The Lycoming County commissioners are expected today to approve a reimbursement agreement with the state Department of Transportation that will clear the way for the county to receive state and federal funds associated with the renovation of a covered bridge in Lairdsville.
Work on the bridge, which spans Little Muncy Creek and is one of three such bridges owned by the county, has been completed, Mark Murawski, county transportation planner, said Wednesday during the commissioners work session.
The cost of the project was more than $1.3 million, Murawski said.

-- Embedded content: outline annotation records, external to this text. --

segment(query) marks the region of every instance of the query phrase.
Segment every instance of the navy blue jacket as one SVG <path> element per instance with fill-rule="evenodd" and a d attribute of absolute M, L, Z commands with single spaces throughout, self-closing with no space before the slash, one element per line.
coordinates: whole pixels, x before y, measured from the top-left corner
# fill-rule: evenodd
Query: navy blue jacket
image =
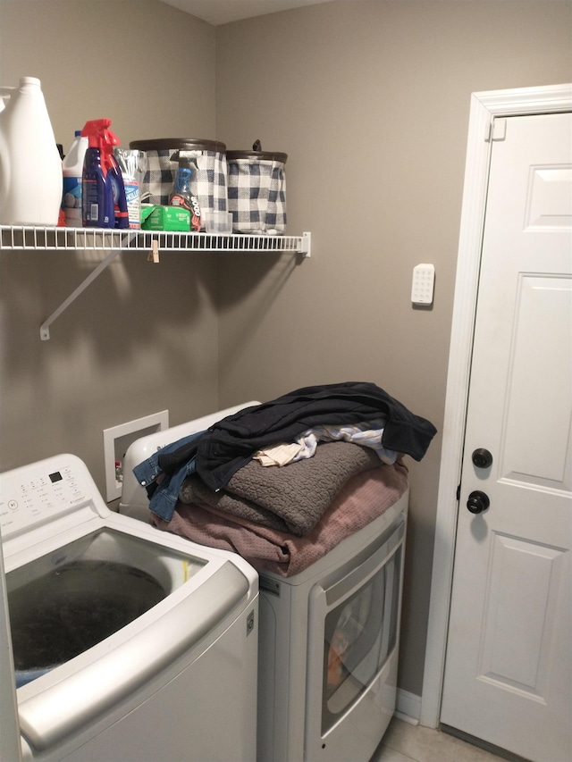
<path fill-rule="evenodd" d="M 264 447 L 293 441 L 318 424 L 358 423 L 381 415 L 386 416 L 383 447 L 421 460 L 437 431 L 433 423 L 374 383 L 345 381 L 305 387 L 240 410 L 189 444 L 159 453 L 158 463 L 166 474 L 173 474 L 194 459 L 203 481 L 220 490 Z"/>

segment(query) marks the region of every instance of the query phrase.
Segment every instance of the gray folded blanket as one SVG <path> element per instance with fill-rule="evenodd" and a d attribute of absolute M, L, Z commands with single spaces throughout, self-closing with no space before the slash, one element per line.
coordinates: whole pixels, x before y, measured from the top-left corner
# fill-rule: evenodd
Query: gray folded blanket
<path fill-rule="evenodd" d="M 349 479 L 379 465 L 379 457 L 368 448 L 325 442 L 318 445 L 313 457 L 282 467 L 263 466 L 252 460 L 216 492 L 197 474 L 188 476 L 179 498 L 303 537 Z"/>

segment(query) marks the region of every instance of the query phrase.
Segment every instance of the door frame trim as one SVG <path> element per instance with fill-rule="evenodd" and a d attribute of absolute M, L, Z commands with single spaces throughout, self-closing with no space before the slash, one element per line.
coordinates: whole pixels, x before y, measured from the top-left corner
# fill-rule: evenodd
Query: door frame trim
<path fill-rule="evenodd" d="M 457 489 L 465 438 L 492 125 L 496 117 L 568 111 L 572 111 L 570 84 L 491 90 L 471 96 L 421 696 L 420 723 L 427 727 L 437 727 L 441 714 L 458 508 Z"/>

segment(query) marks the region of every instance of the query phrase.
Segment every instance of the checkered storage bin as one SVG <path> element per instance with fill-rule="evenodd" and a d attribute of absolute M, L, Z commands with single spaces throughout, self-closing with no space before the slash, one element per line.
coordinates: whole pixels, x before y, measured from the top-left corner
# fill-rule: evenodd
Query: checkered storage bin
<path fill-rule="evenodd" d="M 268 151 L 226 152 L 233 232 L 285 231 L 287 158 L 287 154 Z"/>
<path fill-rule="evenodd" d="M 179 168 L 177 161 L 173 161 L 172 157 L 178 153 L 181 158 L 189 159 L 191 167 L 197 167 L 197 172 L 193 172 L 190 185 L 194 195 L 198 198 L 201 214 L 209 209 L 214 212 L 228 211 L 224 143 L 164 138 L 157 140 L 134 140 L 130 143 L 130 147 L 144 151 L 147 158 L 147 169 L 141 183 L 143 203 L 168 205 Z M 203 222 L 202 228 L 204 227 Z"/>

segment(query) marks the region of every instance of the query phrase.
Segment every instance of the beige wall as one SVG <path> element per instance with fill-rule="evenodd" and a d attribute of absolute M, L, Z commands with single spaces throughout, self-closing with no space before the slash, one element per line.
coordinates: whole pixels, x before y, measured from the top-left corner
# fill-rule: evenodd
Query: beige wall
<path fill-rule="evenodd" d="M 572 4 L 341 0 L 217 29 L 216 130 L 284 151 L 313 256 L 229 261 L 223 404 L 372 381 L 442 428 L 470 94 L 569 81 Z M 434 306 L 409 302 L 435 265 Z M 400 686 L 421 693 L 441 435 L 408 458 Z"/>
<path fill-rule="evenodd" d="M 72 450 L 103 488 L 106 426 L 344 380 L 374 381 L 441 430 L 470 94 L 569 81 L 571 8 L 340 0 L 214 29 L 155 0 L 0 2 L 0 82 L 42 80 L 58 141 L 99 116 L 125 145 L 259 138 L 289 154 L 289 231 L 311 230 L 314 251 L 301 264 L 172 253 L 157 267 L 123 255 L 48 342 L 39 324 L 89 270 L 3 253 L 0 468 Z M 436 269 L 430 310 L 409 303 L 420 262 Z M 440 448 L 409 459 L 400 684 L 415 694 Z"/>
<path fill-rule="evenodd" d="M 123 146 L 214 138 L 214 28 L 169 5 L 2 2 L 0 44 L 0 82 L 41 80 L 65 150 L 100 117 Z M 123 254 L 40 341 L 40 323 L 94 259 L 2 253 L 0 468 L 72 451 L 103 490 L 105 428 L 164 409 L 180 423 L 217 408 L 216 263 L 162 253 L 156 265 Z"/>

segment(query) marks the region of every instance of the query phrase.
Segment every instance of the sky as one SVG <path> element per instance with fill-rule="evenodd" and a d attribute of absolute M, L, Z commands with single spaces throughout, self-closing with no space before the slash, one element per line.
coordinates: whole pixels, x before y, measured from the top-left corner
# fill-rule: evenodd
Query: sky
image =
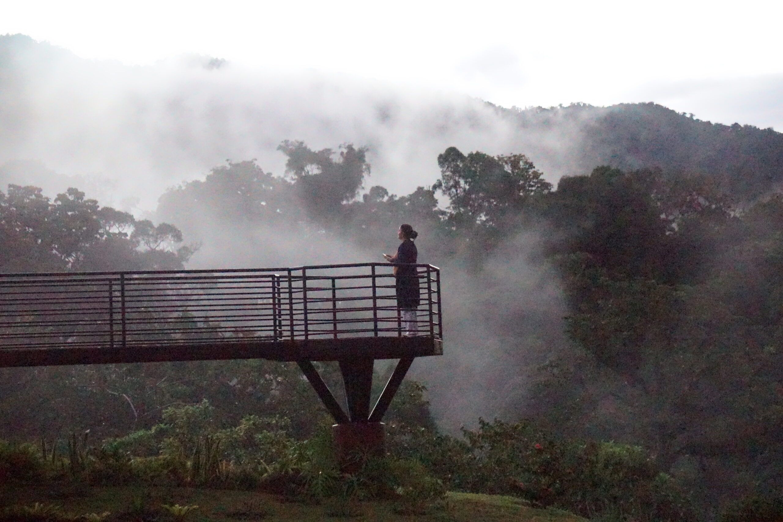
<path fill-rule="evenodd" d="M 186 53 L 503 106 L 655 101 L 783 130 L 783 2 L 3 1 L 0 34 L 152 64 Z"/>

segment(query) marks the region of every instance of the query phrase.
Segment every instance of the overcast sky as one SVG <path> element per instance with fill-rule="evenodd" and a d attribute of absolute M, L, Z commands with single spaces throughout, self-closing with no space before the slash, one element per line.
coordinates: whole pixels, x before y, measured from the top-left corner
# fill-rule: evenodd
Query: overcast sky
<path fill-rule="evenodd" d="M 655 101 L 783 130 L 780 2 L 4 2 L 0 34 L 91 59 L 199 53 L 504 106 Z"/>

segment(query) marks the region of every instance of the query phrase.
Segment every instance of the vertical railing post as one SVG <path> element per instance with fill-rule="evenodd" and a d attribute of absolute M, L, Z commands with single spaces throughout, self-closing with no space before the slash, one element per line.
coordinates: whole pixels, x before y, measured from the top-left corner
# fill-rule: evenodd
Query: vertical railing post
<path fill-rule="evenodd" d="M 114 347 L 114 285 L 109 279 L 109 347 Z"/>
<path fill-rule="evenodd" d="M 371 267 L 371 273 L 373 277 L 373 333 L 377 337 L 378 337 L 378 295 L 377 295 L 377 287 L 375 284 L 375 265 L 373 264 Z"/>
<path fill-rule="evenodd" d="M 332 278 L 332 334 L 337 338 L 337 286 L 335 278 Z"/>
<path fill-rule="evenodd" d="M 301 309 L 305 318 L 305 340 L 307 340 L 310 337 L 310 329 L 307 317 L 307 269 L 305 268 L 301 269 Z"/>
<path fill-rule="evenodd" d="M 288 268 L 288 322 L 291 340 L 294 340 L 294 284 L 291 281 L 291 269 Z"/>
<path fill-rule="evenodd" d="M 442 294 L 440 291 L 440 269 L 435 271 L 435 287 L 438 289 L 438 337 L 443 338 L 443 309 L 441 301 L 443 301 Z"/>
<path fill-rule="evenodd" d="M 418 279 L 418 278 L 417 278 Z M 435 335 L 435 326 L 433 322 L 433 314 L 432 314 L 432 276 L 430 274 L 430 265 L 427 265 L 427 297 L 428 297 L 428 307 L 430 312 L 430 337 L 434 337 Z"/>
<path fill-rule="evenodd" d="M 272 337 L 277 340 L 277 314 L 280 302 L 277 301 L 277 275 L 272 275 L 269 286 L 272 290 Z"/>
<path fill-rule="evenodd" d="M 125 322 L 125 275 L 120 274 L 120 315 L 122 321 L 122 347 L 128 345 L 128 328 Z"/>

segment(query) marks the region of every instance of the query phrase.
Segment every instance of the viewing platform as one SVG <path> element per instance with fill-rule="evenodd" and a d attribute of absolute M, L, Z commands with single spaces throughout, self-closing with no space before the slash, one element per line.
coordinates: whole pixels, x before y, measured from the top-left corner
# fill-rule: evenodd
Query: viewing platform
<path fill-rule="evenodd" d="M 389 263 L 0 274 L 0 367 L 442 354 L 440 269 L 404 337 Z"/>
<path fill-rule="evenodd" d="M 334 419 L 344 470 L 383 451 L 381 422 L 413 359 L 443 353 L 440 269 L 403 335 L 394 265 L 0 274 L 0 367 L 264 358 L 296 362 Z M 399 359 L 370 409 L 376 359 Z M 312 362 L 339 363 L 345 408 Z"/>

The reimbursement agreement will provide the county with a final $100,000 installment toward that cost, which was covered entirely by federal and state funds, he said.
"The project basically involved a comprehensive rehabilitation of the bridge," he said. "Two-thirds of the bridge is new."
Renovations included the installation of a new foundation, a new metal roof and new side boards, Murawski said.
Murawski said Lycoming Supply, which was the contractor that worked on the bridge, "did a very good job" on the project.
The three county-owned bridges are the only covered bridges left in the county, Murawski said. The other two bridges, which are in Buttonwood and Buckhorn, already have been renovated.
According to Murawski, work on the Lairdsville Bridge commenced just in time. Much of it was completed when the flooding from Tropical Storm Lee hit the area in September.
Had that work not been done, the bridge probably would have been destroyed, Murawski said.
Some components of the bridge, which had not been installed when the flooding occurred, were washed downstream. Most of the components were recovered, Murawski said.
The cost of reassembling the components was covered by federal Highway Administration funds, he said.
In other business, the commissioners will consider a slight increase in the fee for zoning services to the 17 municipalities that are members of the county Zoning Partnership.
The proposed increase is from $1.25 to $1.50 per capita, according to Kurt Hausammann Jr., director of the county Department of Planning and Community Development.
Hausammann said the 2012 Census revealed population drops in some county municipalities. Those drops meant less revenue for zoning, Hausammann said.
Even with the increase, partner municipalities are getting a good deal on zoning services because the county still is covering about 60 percent of the cost to provide the service, he said.